Средневековые парижские грифоны на фронтоне «Московской оперетты» сменились светскими портретами эпохи Возрождения. После «Нотр Дам де Пари» здесь будет идти мюзикл «Romeo & Juliette».

Продюсеры всех мюзиклов в «Московской оперетте» Катерина фон Гечмен-Вальдек и Александр Вайнштейн по-своему борются с глобализацией и засилием американского продукта. Никакого Бродвея в их вотчине.

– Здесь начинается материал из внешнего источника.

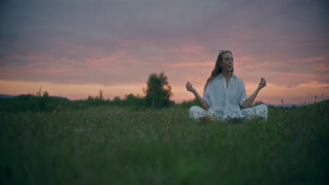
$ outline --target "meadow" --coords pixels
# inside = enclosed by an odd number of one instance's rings
[[[325,184],[329,101],[266,123],[199,123],[188,108],[0,112],[0,184]]]

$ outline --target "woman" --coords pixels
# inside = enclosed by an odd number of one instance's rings
[[[203,108],[192,107],[190,109],[191,118],[223,122],[231,118],[243,118],[247,120],[264,118],[267,121],[266,105],[260,104],[249,108],[259,90],[266,85],[265,79],[261,78],[256,90],[247,97],[245,83],[233,74],[233,71],[232,52],[228,50],[220,50],[215,67],[205,85],[203,97],[189,81],[186,83],[186,90],[194,94]],[[239,104],[246,109],[240,110]]]

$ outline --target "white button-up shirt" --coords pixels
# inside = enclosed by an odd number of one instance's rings
[[[232,74],[228,88],[221,74],[216,76],[207,85],[203,98],[209,106],[208,112],[224,119],[236,117],[240,111],[239,104],[242,105],[247,97],[245,83]]]

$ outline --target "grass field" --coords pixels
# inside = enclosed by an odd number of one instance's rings
[[[267,123],[196,123],[188,109],[0,113],[0,184],[325,184],[329,101]]]

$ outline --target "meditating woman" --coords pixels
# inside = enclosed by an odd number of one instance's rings
[[[219,50],[214,69],[205,85],[203,97],[189,81],[186,90],[192,92],[201,107],[193,106],[190,109],[190,117],[201,121],[219,121],[245,118],[267,121],[267,107],[260,104],[249,108],[259,90],[266,85],[266,81],[261,78],[256,90],[249,97],[245,93],[243,81],[233,74],[233,57],[228,50]],[[240,110],[239,104],[243,106]]]

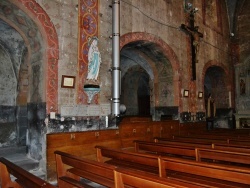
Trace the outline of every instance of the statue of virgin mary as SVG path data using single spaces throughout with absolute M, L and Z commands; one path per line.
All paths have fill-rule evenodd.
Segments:
M 88 52 L 88 75 L 87 80 L 96 81 L 99 75 L 101 64 L 101 54 L 98 49 L 98 38 L 92 37 L 89 39 L 89 52 Z

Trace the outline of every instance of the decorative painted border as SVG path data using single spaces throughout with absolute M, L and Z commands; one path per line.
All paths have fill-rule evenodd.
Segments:
M 43 8 L 35 0 L 17 0 L 25 8 L 27 14 L 32 15 L 38 21 L 38 27 L 46 36 L 47 43 L 47 70 L 46 78 L 46 113 L 50 111 L 58 112 L 58 59 L 59 59 L 59 44 L 55 27 L 43 10 Z M 16 3 L 17 6 L 20 6 Z
M 83 91 L 88 72 L 88 38 L 98 36 L 98 0 L 80 0 L 78 12 L 78 83 L 77 104 L 87 104 L 88 97 Z M 97 103 L 97 96 L 94 97 Z

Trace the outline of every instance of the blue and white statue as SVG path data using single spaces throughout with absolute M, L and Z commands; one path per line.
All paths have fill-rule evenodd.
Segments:
M 98 38 L 95 36 L 90 38 L 88 44 L 89 44 L 89 52 L 88 52 L 87 80 L 97 81 L 101 64 L 101 54 L 97 46 Z

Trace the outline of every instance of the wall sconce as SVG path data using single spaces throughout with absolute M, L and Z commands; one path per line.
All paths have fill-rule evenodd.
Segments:
M 188 97 L 189 96 L 189 90 L 184 89 L 183 96 Z
M 203 98 L 203 92 L 201 92 L 201 91 L 198 92 L 198 98 L 199 98 L 199 99 L 202 99 L 202 98 Z

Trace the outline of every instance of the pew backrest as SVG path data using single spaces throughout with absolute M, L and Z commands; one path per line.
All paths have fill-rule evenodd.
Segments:
M 220 162 L 230 162 L 237 164 L 250 164 L 250 154 L 242 152 L 232 152 L 217 149 L 195 148 L 196 161 L 203 159 L 216 160 Z
M 96 146 L 97 161 L 158 173 L 158 156 Z M 108 160 L 105 161 L 105 158 Z
M 14 176 L 11 178 L 11 175 Z M 55 188 L 52 184 L 45 180 L 31 174 L 16 164 L 10 162 L 5 158 L 0 158 L 0 182 L 2 188 L 20 188 L 20 187 L 32 187 L 32 188 Z
M 231 183 L 240 183 L 250 185 L 250 169 L 244 167 L 225 166 L 214 163 L 204 163 L 190 161 L 185 159 L 159 157 L 159 174 L 160 177 L 168 177 L 168 172 L 175 174 L 184 173 L 187 175 L 196 175 L 204 178 L 211 178 Z M 185 178 L 185 175 L 182 176 Z M 201 178 L 199 178 L 201 179 Z
M 70 184 L 73 185 L 80 178 L 88 179 L 107 187 L 114 187 L 115 166 L 84 159 L 62 151 L 55 151 L 55 156 L 59 188 L 68 188 Z M 68 184 L 65 182 L 68 182 Z
M 174 146 L 186 146 L 186 147 L 192 147 L 192 148 L 196 148 L 196 147 L 212 148 L 211 142 L 178 141 L 178 140 L 166 139 L 166 138 L 160 138 L 160 137 L 155 137 L 154 142 L 168 144 L 168 145 L 174 145 Z
M 187 146 L 174 146 L 155 142 L 135 140 L 135 152 L 148 151 L 157 155 L 174 155 L 195 158 L 195 149 Z
M 176 180 L 161 178 L 157 175 L 152 175 L 147 172 L 135 171 L 126 168 L 118 167 L 115 169 L 115 187 L 148 187 L 148 188 L 198 188 L 191 183 L 183 183 Z

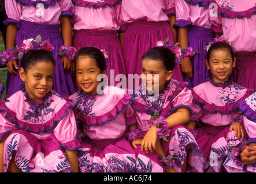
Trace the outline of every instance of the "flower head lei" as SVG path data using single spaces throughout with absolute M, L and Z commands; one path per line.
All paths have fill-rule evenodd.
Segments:
M 169 38 L 166 39 L 164 41 L 158 41 L 157 43 L 157 46 L 164 47 L 170 50 L 175 55 L 175 63 L 176 64 L 180 64 L 182 63 L 181 60 L 185 56 L 192 56 L 198 51 L 193 50 L 191 47 L 181 48 L 179 46 L 179 43 L 174 44 Z
M 235 47 L 231 45 L 231 43 L 229 42 L 229 41 L 228 41 L 228 39 L 225 39 L 225 37 L 224 36 L 221 36 L 220 37 L 214 38 L 214 39 L 213 39 L 213 41 L 211 40 L 210 41 L 210 43 L 209 43 L 209 45 L 205 48 L 205 49 L 206 49 L 206 52 L 208 52 L 209 49 L 210 48 L 210 47 L 211 47 L 211 46 L 213 44 L 215 44 L 216 43 L 218 43 L 218 42 L 227 43 L 227 44 L 229 44 L 232 47 L 232 48 L 233 48 L 233 49 L 235 48 Z
M 0 53 L 0 59 L 2 64 L 5 64 L 9 60 L 21 59 L 29 50 L 45 50 L 50 52 L 53 49 L 48 40 L 43 40 L 41 36 L 38 35 L 35 39 L 24 40 L 20 48 L 16 45 Z

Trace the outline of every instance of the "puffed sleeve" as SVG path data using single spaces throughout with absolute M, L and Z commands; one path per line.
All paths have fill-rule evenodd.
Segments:
M 165 13 L 167 14 L 176 14 L 175 10 L 176 0 L 163 0 L 165 4 Z
M 74 15 L 72 9 L 72 2 L 71 0 L 58 1 L 58 3 L 61 7 L 61 16 L 73 17 Z
M 213 5 L 214 3 L 212 3 L 209 6 L 209 12 L 210 13 L 210 20 L 213 22 L 213 31 L 218 34 L 222 34 L 222 21 L 221 21 L 221 17 L 220 16 L 217 12 L 217 4 L 216 4 L 215 7 Z M 211 16 L 212 15 L 212 16 Z
M 67 113 L 64 114 L 54 130 L 57 139 L 61 143 L 61 147 L 67 150 L 79 148 L 80 144 L 76 140 L 77 127 L 76 119 L 71 106 L 66 109 Z
M 173 109 L 172 109 L 172 113 L 175 112 L 179 108 L 185 107 L 190 110 L 190 114 L 192 114 L 190 106 L 192 99 L 191 91 L 187 87 L 184 87 L 183 90 L 172 101 Z
M 20 17 L 22 15 L 22 6 L 15 0 L 5 1 L 5 10 L 8 18 L 3 21 L 6 25 L 9 23 L 15 23 L 16 26 L 19 28 Z
M 176 1 L 176 22 L 173 26 L 183 28 L 191 26 L 192 24 L 190 16 L 190 8 L 184 0 Z

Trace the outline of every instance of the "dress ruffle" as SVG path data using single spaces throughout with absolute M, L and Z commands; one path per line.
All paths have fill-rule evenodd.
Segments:
M 195 92 L 193 89 L 191 89 L 191 90 L 193 96 L 193 100 L 197 105 L 199 105 L 203 110 L 212 113 L 217 113 L 217 112 L 220 112 L 221 113 L 221 114 L 229 114 L 232 112 L 237 111 L 238 110 L 236 107 L 238 103 L 249 97 L 250 95 L 253 94 L 255 91 L 254 89 L 247 89 L 244 95 L 235 103 L 225 106 L 217 106 L 206 102 L 205 100 L 199 97 Z
M 238 108 L 242 112 L 243 115 L 246 116 L 250 120 L 256 122 L 256 113 L 251 109 L 250 106 L 246 103 L 245 101 L 242 101 L 238 103 Z
M 115 119 L 131 103 L 133 96 L 134 92 L 132 95 L 128 93 L 125 94 L 111 110 L 102 115 L 88 116 L 79 112 L 75 113 L 76 119 L 87 126 L 102 125 L 106 122 Z M 95 97 L 95 96 L 91 97 L 92 97 L 92 99 Z M 132 118 L 129 120 L 129 121 L 135 120 L 135 119 Z M 130 122 L 131 123 L 132 122 Z
M 66 102 L 63 106 L 53 117 L 53 118 L 44 124 L 29 124 L 26 122 L 17 120 L 16 113 L 10 110 L 5 103 L 0 104 L 0 110 L 6 112 L 5 118 L 13 123 L 15 124 L 16 127 L 27 131 L 28 132 L 34 133 L 45 133 L 53 131 L 60 122 L 69 112 L 68 109 L 71 107 L 74 108 L 74 105 L 70 102 Z
M 21 3 L 23 6 L 30 6 L 33 5 L 35 7 L 36 7 L 38 3 L 43 3 L 44 6 L 44 8 L 48 8 L 49 5 L 55 5 L 56 3 L 55 0 L 16 0 L 17 3 Z
M 164 108 L 161 110 L 160 116 L 168 116 L 170 115 L 170 114 L 173 111 L 173 107 L 172 106 L 172 100 L 180 91 L 181 91 L 185 87 L 187 87 L 187 83 L 185 82 L 180 82 L 175 92 L 172 93 L 170 95 L 169 95 L 168 101 L 169 101 L 169 103 L 165 108 Z M 166 90 L 168 90 L 169 89 L 170 87 L 169 86 L 166 87 L 165 89 L 163 90 L 162 93 L 165 93 Z M 154 109 L 149 109 L 147 105 L 142 104 L 137 101 L 132 101 L 132 108 L 134 110 L 139 111 L 141 113 L 147 112 L 147 114 L 151 115 L 154 114 Z
M 94 9 L 96 9 L 99 6 L 105 7 L 107 5 L 110 7 L 113 7 L 115 6 L 116 3 L 119 4 L 121 0 L 102 0 L 101 1 L 98 1 L 97 3 L 83 0 L 72 0 L 72 1 L 75 5 L 88 6 L 88 7 L 92 7 Z
M 250 17 L 252 13 L 256 14 L 256 5 L 253 7 L 241 12 L 233 12 L 227 9 L 224 9 L 220 6 L 216 0 L 209 0 L 210 3 L 216 3 L 218 6 L 218 14 L 221 17 L 230 17 L 232 18 L 242 18 L 243 17 Z

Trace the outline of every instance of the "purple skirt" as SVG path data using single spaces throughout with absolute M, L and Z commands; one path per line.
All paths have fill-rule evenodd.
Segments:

Польское «Метро» и два французских шансонных хита – «Собор Парижской Богоматери» и «Ромео и Джульетта».

Вместо атаки спецэффектов и агрессивности в подаче – высокая литература из хрестоматий и романсная структура музыки, милая русскому сердцу певучесть и манера петь как в последний раз, в максимальном напряжении сил. В этом смысле столичную публику, воспитанную на уроках «Нотр Дам де Пари», новый мюзикл по шекспировской легенде ни в коей мере не разочарует. Ну разве что тем, что композитор Жерар Пресгурвик написал чуть меньше хитов, чем Ришар Кошанте. Эквивалента «Belle» не будет, если только его не придумать и не оплатить жесткую ротацию.


Кровь на коже

Сильная сторона «Ромео и Джульетты», которой так не хватало в «Соборе», – мощная хорео-графия от милого парня по имени Реда, который сам прибыл в Москву тренировать столичный кордебалет. Его прелесть – массовость танца (буквально толпы на сцене, ведь шекспировская трагедия разворачивается на площадях, на балу, на людях), силовые упражнения, заразительная игра мускулов, мужской рисунок движения, сравнимый с энергией единоборств.

Танцуют всегда, движение не остывает ни на минуту, танец не стесняется дублировать вокал, передавая рваный ритм города в лихорадке вражды. Хореография мюзикла – злой молодежный полубандитский стиль. В московском варианте мальчики и девочки из кордебалета максимально открывают тело – где-то кожа расписана в стиле граффити, где-то краска схожа с непросыхающими пятнами крови, где-то словно ножом вырезан на теле «заветный вензель» – «R» да «J».


У судьбы нет пола

Поворот мюзикла в сторону танца подчеркнут приглашенной звездой – солистом балета Николаем Цискаридзе, который будет – в творческом простое из-за травмы колена – тренировать мускулы в легкой пластичной роли Судьбы (или Смерти). Бессловесный и, надо признаться, совершенно бестолковый персонаж, до которого не додумался сам Вильям Шекспир, почти не покидает сцену.

Во французской версии роль исполняла мощная мадам с огромным бюстом и девичьей косой до щиколоток. Вся в белом, в колышущемся тюле она бегала между героями на цыпочках, вдохновляла по принципу Амура любовь Ромео и Джульетты, помогала веронским парням резать друг друга, роковым жестом рвала письмо, которое не до-шло до Ромео, а потом – в финальной сцене – поцеловала Ромео в губы ядовитым поцелуем, отчего он тут же скончался. Вряд ли Николай Цискаридзе позволит себе повторить эту мизансцену. Но и Джульетту целовать бесполезно – она, как известно, кинжалом зарезалась.


Руины городов

Во Франции 2001 года – года создания мюзикла Жерара Прес-гурвика – всеми силами пытались не создавать американизированный вариант жанра. Спец-эффектов – ноль, если только не считать таковыми ритуал погребения Тибальта и Меркуцио, когда трупы уносят на поднятых руках по-рыцарски и подвешивают на массивных цепях.

Декорация подвижна, технична и скорее служит фоном, чем действующим лицом спектакля. Действие идет на стилизованных развалинах – шекспировские герои умирают не столько в ренессансной Италии, сколько на руинах Римской империи. А значит, вражда семейств Монтекки и Капулетти укрепилась даже не в веках, а в тысячелетиях. «Вражда, вражда, ты как шлюха коварная / Вражда, вражда, ты ведь торгуешь судьбой!» – поют две матери, и в этой женской ненависти кипит вирус бешенства, доведшего Верону до осадного положения.